Elizabeth II was one of the rare planetary icons. The Queen: she deserves to be remembered with capital letters, which gave meaning to an institution as outdated as a monarchy. A giant of a politician - who says that monarchs don't do politics? - and, more meritoriously, she also acted as one, without ever uttering a sentence and in fact taking to the grave the secret of whether she favoured the right or was more to the left. It was the infallible formula that allowed her to be the queen of them all. Accused of being a rigid person, she spoke with gestures, perhaps the only way the monarchy could retain a certain magic. The United Kingdom is in mourning: but it is not only London, Liverpool, Manchester, Birmingham and all the cities of England that mourn her, but Scotland and Wales also. This idea of being queen of all her empire, even if some of her nations have sought independence, is what she has defended tooth and nail during her reign. And it explains how, since she acceded to the throne in 1952, Elizabeth II, in addition to reigning in the UK, was also queen of another 14 countries, former colonies that, despite becoming independent, opted for the monarchy as their political regime.
Her death at Balmoral castle in Scotland; her last public appearance, on the eve of her death, receiving the new Conservative prime minister, Liz Truss, in a skirt that perfectly identified where she was, were her last contributions, her last gestures, of how, despite being 96 years old, she understood a kingdom. A figure who was cohesive between different parts, not a fractious, confrontational and divisive personality. Scotland might be independent, but she wanted to be its queen too. It is absolutely unthinkable that a similar sequence could have happened before, and much less now, in the Madrid-ized Spain that now exists, where the autonomous communities have ceased to carry political weight, and where, after the institutional fracture that marked the autumn of 2017 and left in its wake a monarchy that was partisan and clearly harmful to the interests of Catalonia.

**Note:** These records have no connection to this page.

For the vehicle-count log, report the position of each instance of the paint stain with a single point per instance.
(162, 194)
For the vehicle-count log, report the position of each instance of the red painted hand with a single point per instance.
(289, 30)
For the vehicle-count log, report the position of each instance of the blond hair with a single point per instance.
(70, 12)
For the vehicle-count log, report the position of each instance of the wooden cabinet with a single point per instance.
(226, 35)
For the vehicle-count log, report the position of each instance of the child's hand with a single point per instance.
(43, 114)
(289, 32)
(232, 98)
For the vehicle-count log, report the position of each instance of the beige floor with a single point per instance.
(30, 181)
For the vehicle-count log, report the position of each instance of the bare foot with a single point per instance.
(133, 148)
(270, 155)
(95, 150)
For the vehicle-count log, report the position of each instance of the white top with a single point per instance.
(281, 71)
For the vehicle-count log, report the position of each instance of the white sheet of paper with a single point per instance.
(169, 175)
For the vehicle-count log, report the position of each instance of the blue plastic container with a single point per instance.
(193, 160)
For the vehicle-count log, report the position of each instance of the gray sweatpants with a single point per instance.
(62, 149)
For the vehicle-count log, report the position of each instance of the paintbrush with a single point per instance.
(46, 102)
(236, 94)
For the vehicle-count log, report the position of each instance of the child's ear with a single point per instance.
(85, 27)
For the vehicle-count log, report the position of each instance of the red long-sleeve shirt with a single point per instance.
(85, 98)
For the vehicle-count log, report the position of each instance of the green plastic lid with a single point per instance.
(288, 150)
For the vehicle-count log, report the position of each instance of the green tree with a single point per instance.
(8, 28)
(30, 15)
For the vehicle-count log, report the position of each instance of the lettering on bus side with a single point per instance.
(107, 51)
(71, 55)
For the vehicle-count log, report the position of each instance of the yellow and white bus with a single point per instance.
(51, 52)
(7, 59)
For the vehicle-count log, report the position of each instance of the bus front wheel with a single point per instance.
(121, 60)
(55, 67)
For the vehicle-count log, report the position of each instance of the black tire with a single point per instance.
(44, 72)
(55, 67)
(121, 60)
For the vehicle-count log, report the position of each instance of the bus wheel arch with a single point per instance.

It will not be easy for her son Charles, who will reign as Charles III, acceding to the throne at the age of 73, an age at which these responsibilities can no longer be expected to arrive, and, in any case, they do not stay. We will have to wait and see whether the great capacity of Elizabeth II to win the esteem of her people can be replicated by her son. It seems difficult, almost impossible, since the Queen achieved a unique, exceptional status, also the result, surely, of a reign so long that, as the BBC has very well remembered, she had a prime minister who was born in 1874, that is, Winston Churchill, and a prime minister, Truss, born in 1975, 101 years apart. Charles will be, at best, a transitional king, whose first objective will be to ensure that the affection towards Elizabeth II does not end with her and open up a debate across the country on the future of the monarchy.
Because unlike his mother, he does lack the magic of silence. His opinions on many subjects, some controversial, are well known and, as always happens, some like them and others don't. And above all of that hovers princess Diana, with the 25th anniversary of her death in Paris having taken place just eight days ago, one of the last great crises of the sovereign with her people, since she never understood the affection aroused by that daughter-in-law, whom she could not stand, and who was even her rival in popularity. It's been years, but in this kind of thing the dead always haunt more than the living and the ghosts of the past are there. Not to mention recent controversies about millionaire donations from Qatar and other countries in that geographical area that the UK press has been publishing widely.
A new phase opens for a monarchy that some of us have always looked upon with respect, and we will never know what idea we would have of such an institution if those who occupied it in Spain had had a different and more tactful attitude towards what a nation represents through its history, its culture, its language and above all through its desire for freedom.